White lines peel upward, the letter G hardly itself any more. There’s a walkway from one to the other side of the structure; there are benches, planters, a formerly green area (before they put in solar paneled roofs). No one wanted to sit there on the concrete, in the high sun, beside the dying grass, but as an architectural feature it made some sense. That’s the problem with sense, isn’t it, that it makes without meaning, and meaning so often makes so little of sense. The ex-president talks about languages that no one speaks crossing our borders. It’s hard to imagine such bodiless sounds drifting over the southern border in the sun, craving water and a blanket, spelling themselves out for audiences of one. Clearly, we’re meant to see them as dangerous in a synesthesia of fear. The floating wall in the Rio Grande can’t stop them, this viral sound that hints at sense but refuses to signify.

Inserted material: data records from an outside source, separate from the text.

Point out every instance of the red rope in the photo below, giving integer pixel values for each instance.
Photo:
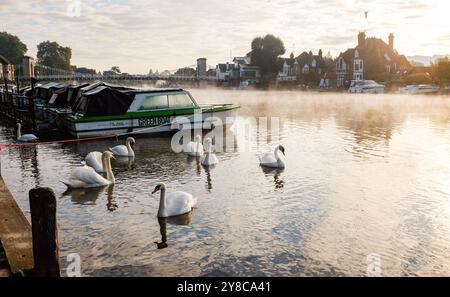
(54, 141)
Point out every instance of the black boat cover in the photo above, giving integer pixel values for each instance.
(103, 101)
(59, 98)
(92, 87)
(73, 92)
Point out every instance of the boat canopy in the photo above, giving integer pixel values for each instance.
(93, 86)
(46, 91)
(103, 101)
(72, 93)
(59, 98)
(160, 99)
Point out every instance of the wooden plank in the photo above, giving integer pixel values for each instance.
(15, 233)
(45, 232)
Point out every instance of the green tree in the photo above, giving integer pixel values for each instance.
(115, 69)
(442, 71)
(12, 48)
(53, 55)
(373, 63)
(265, 53)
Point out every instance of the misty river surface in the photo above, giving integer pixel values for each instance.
(365, 175)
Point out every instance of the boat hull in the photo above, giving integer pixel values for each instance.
(148, 124)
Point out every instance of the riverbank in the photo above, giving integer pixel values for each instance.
(4, 266)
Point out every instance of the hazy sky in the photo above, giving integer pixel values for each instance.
(166, 34)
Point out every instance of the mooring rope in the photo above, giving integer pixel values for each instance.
(35, 143)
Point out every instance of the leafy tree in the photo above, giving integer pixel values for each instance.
(116, 69)
(265, 52)
(373, 63)
(442, 71)
(53, 55)
(12, 48)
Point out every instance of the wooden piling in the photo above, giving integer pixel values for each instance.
(45, 232)
(15, 233)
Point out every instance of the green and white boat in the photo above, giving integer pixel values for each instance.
(106, 111)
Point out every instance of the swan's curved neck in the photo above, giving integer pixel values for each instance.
(276, 153)
(107, 166)
(162, 204)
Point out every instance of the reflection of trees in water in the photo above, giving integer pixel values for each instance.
(30, 153)
(181, 220)
(208, 177)
(371, 126)
(90, 196)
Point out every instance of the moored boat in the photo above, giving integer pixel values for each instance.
(366, 86)
(108, 111)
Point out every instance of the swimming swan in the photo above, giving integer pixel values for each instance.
(195, 148)
(25, 137)
(209, 158)
(272, 160)
(124, 150)
(94, 160)
(175, 204)
(86, 177)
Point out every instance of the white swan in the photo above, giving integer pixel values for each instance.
(25, 137)
(94, 160)
(86, 177)
(272, 159)
(195, 148)
(175, 204)
(209, 158)
(124, 150)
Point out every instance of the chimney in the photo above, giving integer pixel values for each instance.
(361, 39)
(391, 41)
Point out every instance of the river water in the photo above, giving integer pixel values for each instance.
(366, 188)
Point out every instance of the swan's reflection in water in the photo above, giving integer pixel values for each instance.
(90, 195)
(276, 172)
(124, 162)
(198, 168)
(208, 177)
(181, 220)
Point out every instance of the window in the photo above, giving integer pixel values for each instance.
(154, 102)
(180, 100)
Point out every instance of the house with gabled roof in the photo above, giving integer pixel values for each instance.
(370, 57)
(6, 69)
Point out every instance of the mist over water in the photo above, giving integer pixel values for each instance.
(364, 174)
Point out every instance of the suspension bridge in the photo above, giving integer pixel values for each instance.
(46, 73)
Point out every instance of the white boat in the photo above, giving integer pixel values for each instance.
(106, 111)
(419, 89)
(366, 86)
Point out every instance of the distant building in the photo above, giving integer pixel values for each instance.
(308, 62)
(6, 69)
(287, 69)
(201, 67)
(186, 72)
(28, 65)
(370, 55)
(238, 72)
(300, 68)
(211, 72)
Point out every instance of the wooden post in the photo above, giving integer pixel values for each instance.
(45, 232)
(33, 81)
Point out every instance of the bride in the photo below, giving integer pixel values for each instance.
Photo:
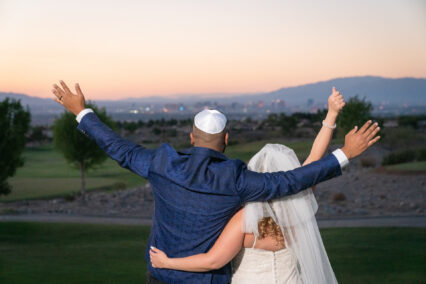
(276, 241)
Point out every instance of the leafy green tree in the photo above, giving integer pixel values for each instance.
(78, 150)
(14, 124)
(355, 112)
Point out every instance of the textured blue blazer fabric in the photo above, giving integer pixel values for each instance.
(196, 191)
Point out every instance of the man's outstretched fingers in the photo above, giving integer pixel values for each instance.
(371, 129)
(58, 89)
(57, 95)
(58, 101)
(66, 89)
(78, 90)
(371, 142)
(365, 126)
(353, 130)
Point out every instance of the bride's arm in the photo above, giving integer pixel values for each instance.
(335, 104)
(223, 251)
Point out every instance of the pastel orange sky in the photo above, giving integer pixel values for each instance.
(118, 49)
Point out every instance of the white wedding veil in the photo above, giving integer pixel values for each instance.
(295, 214)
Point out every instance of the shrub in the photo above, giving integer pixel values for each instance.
(119, 185)
(368, 162)
(399, 157)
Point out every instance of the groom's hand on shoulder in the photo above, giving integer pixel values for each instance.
(357, 141)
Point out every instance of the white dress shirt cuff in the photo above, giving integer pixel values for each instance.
(341, 157)
(83, 113)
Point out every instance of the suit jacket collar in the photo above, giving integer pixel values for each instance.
(203, 151)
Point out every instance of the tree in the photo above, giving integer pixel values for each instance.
(78, 150)
(355, 112)
(14, 124)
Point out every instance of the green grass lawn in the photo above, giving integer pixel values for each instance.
(74, 253)
(408, 167)
(46, 174)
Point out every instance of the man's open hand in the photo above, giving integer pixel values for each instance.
(335, 102)
(75, 103)
(356, 142)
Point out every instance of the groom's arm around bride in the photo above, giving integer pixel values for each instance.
(197, 190)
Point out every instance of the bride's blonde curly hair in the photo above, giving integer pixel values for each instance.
(268, 227)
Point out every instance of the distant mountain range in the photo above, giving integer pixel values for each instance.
(402, 95)
(377, 90)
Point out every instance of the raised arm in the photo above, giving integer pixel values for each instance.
(128, 154)
(254, 186)
(335, 105)
(223, 251)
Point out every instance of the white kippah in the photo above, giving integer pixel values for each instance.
(210, 121)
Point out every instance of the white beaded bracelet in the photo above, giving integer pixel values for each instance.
(328, 125)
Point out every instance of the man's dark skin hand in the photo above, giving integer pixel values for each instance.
(356, 141)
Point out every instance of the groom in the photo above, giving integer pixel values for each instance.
(197, 190)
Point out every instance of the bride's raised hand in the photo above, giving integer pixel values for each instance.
(158, 258)
(335, 102)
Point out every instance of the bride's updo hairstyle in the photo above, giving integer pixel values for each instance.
(291, 218)
(260, 217)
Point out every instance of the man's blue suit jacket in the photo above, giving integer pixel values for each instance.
(196, 191)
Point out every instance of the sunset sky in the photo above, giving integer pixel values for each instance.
(118, 49)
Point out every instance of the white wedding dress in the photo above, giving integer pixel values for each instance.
(304, 260)
(253, 265)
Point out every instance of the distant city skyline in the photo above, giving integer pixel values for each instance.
(147, 48)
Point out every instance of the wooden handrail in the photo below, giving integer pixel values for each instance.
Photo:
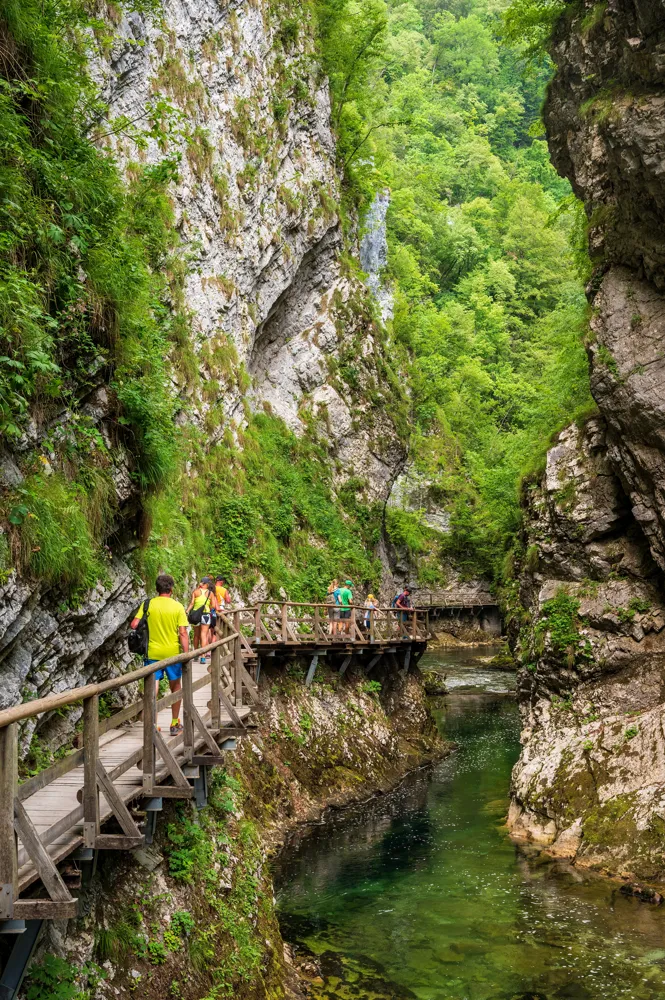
(27, 709)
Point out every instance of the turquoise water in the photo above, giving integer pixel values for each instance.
(422, 894)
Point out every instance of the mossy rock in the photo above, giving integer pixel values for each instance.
(433, 683)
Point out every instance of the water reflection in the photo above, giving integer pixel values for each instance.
(422, 894)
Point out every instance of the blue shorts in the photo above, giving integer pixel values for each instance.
(174, 672)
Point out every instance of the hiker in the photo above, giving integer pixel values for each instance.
(168, 635)
(223, 596)
(223, 602)
(370, 605)
(345, 602)
(333, 606)
(199, 612)
(403, 601)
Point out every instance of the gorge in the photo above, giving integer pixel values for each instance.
(296, 291)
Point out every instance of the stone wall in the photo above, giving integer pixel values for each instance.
(589, 613)
(256, 207)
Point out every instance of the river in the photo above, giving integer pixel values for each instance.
(422, 894)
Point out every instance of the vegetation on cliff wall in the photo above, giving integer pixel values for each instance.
(96, 356)
(487, 253)
(484, 258)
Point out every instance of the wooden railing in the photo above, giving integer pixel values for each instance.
(297, 622)
(428, 599)
(124, 758)
(227, 678)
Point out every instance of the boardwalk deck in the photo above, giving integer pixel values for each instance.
(132, 757)
(120, 752)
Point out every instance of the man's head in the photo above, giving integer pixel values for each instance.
(164, 584)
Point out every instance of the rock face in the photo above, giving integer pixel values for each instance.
(245, 114)
(589, 614)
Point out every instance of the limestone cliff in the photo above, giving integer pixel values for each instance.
(277, 317)
(588, 612)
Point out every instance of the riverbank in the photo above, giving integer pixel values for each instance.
(192, 916)
(422, 893)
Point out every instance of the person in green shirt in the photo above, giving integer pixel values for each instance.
(168, 634)
(346, 600)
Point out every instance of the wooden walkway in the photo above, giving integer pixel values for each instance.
(87, 800)
(58, 804)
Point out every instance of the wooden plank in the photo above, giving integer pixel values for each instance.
(148, 727)
(211, 760)
(45, 909)
(116, 842)
(207, 735)
(238, 668)
(345, 664)
(373, 662)
(91, 759)
(215, 681)
(248, 681)
(235, 718)
(312, 670)
(173, 792)
(49, 775)
(120, 810)
(39, 856)
(188, 702)
(28, 709)
(8, 859)
(170, 761)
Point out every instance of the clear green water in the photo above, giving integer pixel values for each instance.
(422, 894)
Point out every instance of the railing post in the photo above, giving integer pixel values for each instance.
(90, 757)
(215, 676)
(8, 782)
(187, 703)
(237, 657)
(149, 713)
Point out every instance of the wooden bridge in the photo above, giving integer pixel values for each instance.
(481, 611)
(87, 801)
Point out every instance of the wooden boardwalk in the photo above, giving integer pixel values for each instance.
(88, 800)
(58, 804)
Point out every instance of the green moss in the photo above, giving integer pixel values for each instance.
(85, 275)
(559, 622)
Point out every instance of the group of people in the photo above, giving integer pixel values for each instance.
(340, 599)
(168, 628)
(168, 622)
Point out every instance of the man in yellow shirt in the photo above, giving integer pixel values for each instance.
(168, 633)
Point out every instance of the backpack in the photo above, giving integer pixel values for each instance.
(137, 640)
(196, 614)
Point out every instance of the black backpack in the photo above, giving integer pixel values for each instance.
(137, 640)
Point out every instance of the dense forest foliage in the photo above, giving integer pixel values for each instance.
(437, 101)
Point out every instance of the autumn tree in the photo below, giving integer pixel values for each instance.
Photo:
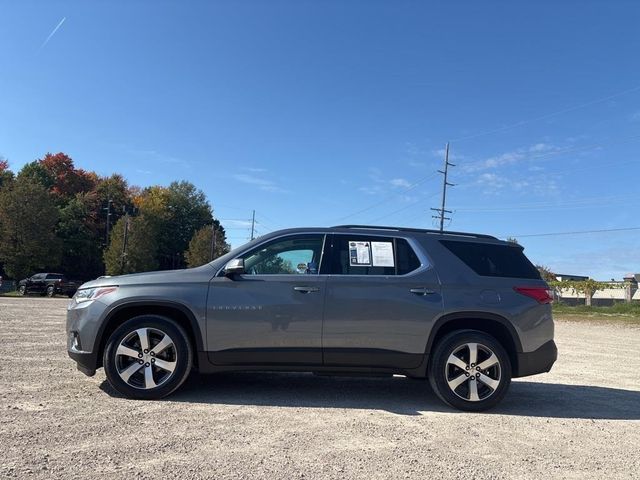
(199, 251)
(176, 212)
(27, 221)
(140, 254)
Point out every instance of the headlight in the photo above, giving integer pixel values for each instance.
(90, 294)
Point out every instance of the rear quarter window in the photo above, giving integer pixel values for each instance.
(492, 260)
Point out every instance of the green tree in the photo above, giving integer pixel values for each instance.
(81, 255)
(36, 173)
(6, 175)
(27, 221)
(175, 212)
(199, 251)
(585, 287)
(141, 249)
(546, 274)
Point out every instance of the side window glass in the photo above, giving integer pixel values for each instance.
(407, 259)
(363, 255)
(294, 255)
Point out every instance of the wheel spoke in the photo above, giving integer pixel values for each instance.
(488, 381)
(453, 360)
(456, 382)
(473, 391)
(149, 382)
(164, 343)
(163, 364)
(489, 362)
(473, 353)
(130, 370)
(143, 335)
(128, 352)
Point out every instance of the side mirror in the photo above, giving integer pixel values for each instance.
(234, 267)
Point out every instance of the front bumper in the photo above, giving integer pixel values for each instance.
(538, 361)
(83, 322)
(86, 362)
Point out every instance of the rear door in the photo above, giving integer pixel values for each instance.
(382, 298)
(272, 314)
(36, 283)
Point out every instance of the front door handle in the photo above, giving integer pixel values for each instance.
(422, 291)
(306, 289)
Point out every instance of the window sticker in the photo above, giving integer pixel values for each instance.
(359, 254)
(382, 253)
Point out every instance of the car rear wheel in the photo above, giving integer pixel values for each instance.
(470, 370)
(148, 357)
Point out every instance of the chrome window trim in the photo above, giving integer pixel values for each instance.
(425, 263)
(269, 240)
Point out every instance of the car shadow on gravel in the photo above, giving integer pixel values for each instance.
(398, 395)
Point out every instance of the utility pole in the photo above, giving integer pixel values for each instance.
(125, 237)
(441, 211)
(253, 224)
(108, 209)
(213, 242)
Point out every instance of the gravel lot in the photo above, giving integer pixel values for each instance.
(581, 420)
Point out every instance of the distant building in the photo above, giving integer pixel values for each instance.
(561, 277)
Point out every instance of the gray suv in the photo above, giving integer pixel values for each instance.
(467, 311)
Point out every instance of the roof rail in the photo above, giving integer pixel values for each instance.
(419, 230)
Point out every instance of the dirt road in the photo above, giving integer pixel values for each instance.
(580, 421)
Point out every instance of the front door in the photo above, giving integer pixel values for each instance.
(272, 314)
(382, 300)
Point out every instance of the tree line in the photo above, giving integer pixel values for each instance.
(56, 217)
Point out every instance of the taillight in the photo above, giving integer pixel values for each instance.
(539, 294)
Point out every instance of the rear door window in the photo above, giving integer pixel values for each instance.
(371, 255)
(492, 260)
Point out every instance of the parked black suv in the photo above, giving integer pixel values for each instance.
(48, 284)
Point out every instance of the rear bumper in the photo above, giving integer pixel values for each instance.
(538, 361)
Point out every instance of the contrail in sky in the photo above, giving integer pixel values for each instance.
(53, 32)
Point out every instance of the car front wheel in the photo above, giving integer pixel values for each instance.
(148, 357)
(470, 370)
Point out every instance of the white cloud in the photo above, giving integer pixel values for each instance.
(511, 158)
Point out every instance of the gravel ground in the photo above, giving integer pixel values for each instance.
(582, 420)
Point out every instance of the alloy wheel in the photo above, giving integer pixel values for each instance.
(473, 372)
(146, 358)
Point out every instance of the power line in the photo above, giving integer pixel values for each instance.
(548, 115)
(578, 232)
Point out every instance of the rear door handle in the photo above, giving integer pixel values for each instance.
(422, 291)
(306, 289)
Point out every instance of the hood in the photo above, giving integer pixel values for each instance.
(162, 276)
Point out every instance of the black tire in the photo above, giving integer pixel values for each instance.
(441, 371)
(181, 354)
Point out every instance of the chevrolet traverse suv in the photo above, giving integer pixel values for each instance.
(467, 311)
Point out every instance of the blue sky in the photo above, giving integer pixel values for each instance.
(328, 112)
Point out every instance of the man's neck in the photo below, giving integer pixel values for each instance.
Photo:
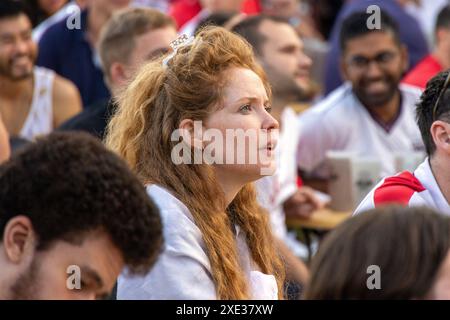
(388, 112)
(441, 174)
(278, 105)
(12, 89)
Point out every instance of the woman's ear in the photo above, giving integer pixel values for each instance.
(18, 239)
(440, 131)
(192, 133)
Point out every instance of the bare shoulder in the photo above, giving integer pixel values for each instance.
(66, 100)
(64, 89)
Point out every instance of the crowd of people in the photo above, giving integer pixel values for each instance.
(155, 149)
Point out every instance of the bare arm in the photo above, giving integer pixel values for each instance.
(4, 142)
(66, 101)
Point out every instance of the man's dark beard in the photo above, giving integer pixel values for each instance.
(26, 286)
(375, 101)
(5, 71)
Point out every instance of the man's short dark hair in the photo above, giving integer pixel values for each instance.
(355, 26)
(218, 19)
(249, 30)
(424, 109)
(443, 18)
(13, 8)
(68, 184)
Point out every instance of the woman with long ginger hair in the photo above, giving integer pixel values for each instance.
(218, 240)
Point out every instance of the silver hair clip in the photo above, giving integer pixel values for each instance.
(176, 44)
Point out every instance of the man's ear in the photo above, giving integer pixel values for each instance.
(192, 133)
(18, 239)
(440, 131)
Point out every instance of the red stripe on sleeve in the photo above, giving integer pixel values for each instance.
(398, 189)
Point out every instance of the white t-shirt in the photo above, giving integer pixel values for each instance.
(410, 189)
(341, 123)
(39, 120)
(183, 271)
(274, 190)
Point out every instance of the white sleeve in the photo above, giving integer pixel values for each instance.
(366, 204)
(314, 142)
(174, 277)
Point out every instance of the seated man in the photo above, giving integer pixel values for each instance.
(371, 114)
(439, 59)
(429, 185)
(5, 148)
(71, 53)
(409, 32)
(72, 215)
(128, 40)
(33, 100)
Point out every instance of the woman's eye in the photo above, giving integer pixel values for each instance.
(245, 108)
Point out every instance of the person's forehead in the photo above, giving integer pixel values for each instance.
(15, 24)
(242, 82)
(156, 38)
(279, 33)
(370, 43)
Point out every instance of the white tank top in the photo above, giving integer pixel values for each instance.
(40, 118)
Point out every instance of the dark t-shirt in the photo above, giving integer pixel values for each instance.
(93, 119)
(68, 53)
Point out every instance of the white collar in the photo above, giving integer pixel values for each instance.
(426, 177)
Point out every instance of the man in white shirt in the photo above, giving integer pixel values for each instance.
(429, 185)
(371, 114)
(33, 100)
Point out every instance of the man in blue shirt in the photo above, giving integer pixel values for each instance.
(410, 34)
(71, 51)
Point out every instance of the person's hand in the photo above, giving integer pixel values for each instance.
(302, 204)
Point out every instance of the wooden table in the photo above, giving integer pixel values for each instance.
(325, 219)
(320, 222)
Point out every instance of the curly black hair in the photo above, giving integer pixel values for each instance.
(68, 184)
(424, 109)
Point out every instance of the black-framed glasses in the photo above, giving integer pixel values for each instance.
(382, 59)
(441, 93)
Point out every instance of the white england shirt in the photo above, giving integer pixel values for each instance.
(341, 123)
(274, 190)
(409, 189)
(183, 271)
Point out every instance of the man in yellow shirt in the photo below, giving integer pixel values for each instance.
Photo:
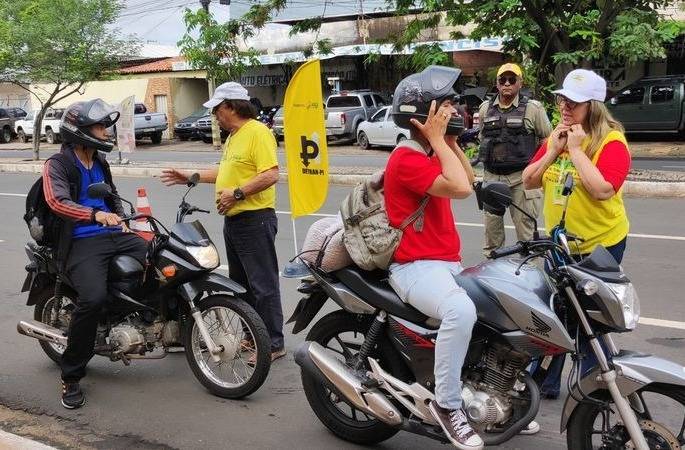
(246, 196)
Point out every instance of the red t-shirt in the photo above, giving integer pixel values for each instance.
(613, 163)
(408, 175)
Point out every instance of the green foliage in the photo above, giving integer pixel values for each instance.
(550, 36)
(424, 56)
(213, 47)
(51, 48)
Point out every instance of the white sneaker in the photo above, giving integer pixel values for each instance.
(456, 427)
(531, 428)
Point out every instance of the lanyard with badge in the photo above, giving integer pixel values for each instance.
(565, 165)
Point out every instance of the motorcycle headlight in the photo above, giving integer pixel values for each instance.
(206, 257)
(630, 303)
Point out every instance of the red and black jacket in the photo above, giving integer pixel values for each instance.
(61, 186)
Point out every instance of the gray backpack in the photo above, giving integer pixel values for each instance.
(369, 238)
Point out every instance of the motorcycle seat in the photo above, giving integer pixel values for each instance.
(124, 268)
(374, 289)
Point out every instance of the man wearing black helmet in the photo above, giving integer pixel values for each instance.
(431, 165)
(92, 232)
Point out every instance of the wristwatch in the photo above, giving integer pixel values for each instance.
(238, 194)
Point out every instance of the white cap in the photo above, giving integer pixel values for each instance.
(582, 85)
(227, 91)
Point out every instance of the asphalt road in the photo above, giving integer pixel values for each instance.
(339, 156)
(158, 404)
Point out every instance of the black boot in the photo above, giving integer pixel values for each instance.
(72, 395)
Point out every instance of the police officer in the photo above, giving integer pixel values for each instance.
(512, 127)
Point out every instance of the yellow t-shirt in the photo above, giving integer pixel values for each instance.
(249, 151)
(599, 222)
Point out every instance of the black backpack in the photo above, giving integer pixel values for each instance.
(44, 225)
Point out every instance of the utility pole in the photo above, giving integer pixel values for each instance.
(211, 86)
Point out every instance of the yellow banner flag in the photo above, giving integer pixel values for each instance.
(305, 140)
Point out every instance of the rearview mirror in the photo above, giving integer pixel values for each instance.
(493, 197)
(193, 180)
(99, 190)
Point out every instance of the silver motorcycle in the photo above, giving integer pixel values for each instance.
(367, 368)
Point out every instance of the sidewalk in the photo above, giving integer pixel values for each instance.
(10, 441)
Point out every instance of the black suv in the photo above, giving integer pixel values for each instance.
(651, 105)
(7, 118)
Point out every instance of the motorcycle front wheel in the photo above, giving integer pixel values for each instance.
(56, 315)
(662, 420)
(245, 359)
(343, 333)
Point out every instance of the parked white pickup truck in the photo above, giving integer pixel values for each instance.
(149, 124)
(345, 111)
(49, 128)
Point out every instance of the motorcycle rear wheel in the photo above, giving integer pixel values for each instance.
(333, 411)
(583, 435)
(231, 322)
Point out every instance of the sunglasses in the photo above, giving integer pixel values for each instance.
(570, 104)
(512, 79)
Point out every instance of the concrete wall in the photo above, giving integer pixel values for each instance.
(14, 96)
(188, 96)
(276, 39)
(113, 91)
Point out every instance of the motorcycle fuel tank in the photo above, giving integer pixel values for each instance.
(514, 302)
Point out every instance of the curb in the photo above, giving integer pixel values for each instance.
(638, 189)
(11, 441)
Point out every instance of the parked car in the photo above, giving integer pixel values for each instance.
(24, 128)
(266, 115)
(7, 120)
(204, 130)
(380, 130)
(345, 111)
(651, 105)
(186, 128)
(148, 124)
(17, 113)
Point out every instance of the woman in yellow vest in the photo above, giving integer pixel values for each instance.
(588, 143)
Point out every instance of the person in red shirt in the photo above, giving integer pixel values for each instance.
(428, 257)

The language flees its homeland, broken into noise; somewhere in the caravan we might find its privileged ear, the conch that understands its tones. A conch sounded before the game, though it was piped in. Conches sounded before the movies, as hula dancers filled the suburban screens. A sound of yearning, untuned from the sacred, cow bell used to alert children to dinner. In this country, you can’t have children (by IVF) and you can’t not have children to save your life (by abortion). But we need more children! says the senator to the press.
The forming and the deforming land mirror each other. Lava from a helicopter, parking structure from my iPhone. The land is moving. The image is moving. But to see it, we need to park ourselves. When the fire station was damaged by a tornado, donors sent folding chairs for the firefighters to sit in. It’s a waiting game. If you slow down far enough, there’s nothing to see but what’s there in front of you.
Note: Italicized phrase by Simone Weil.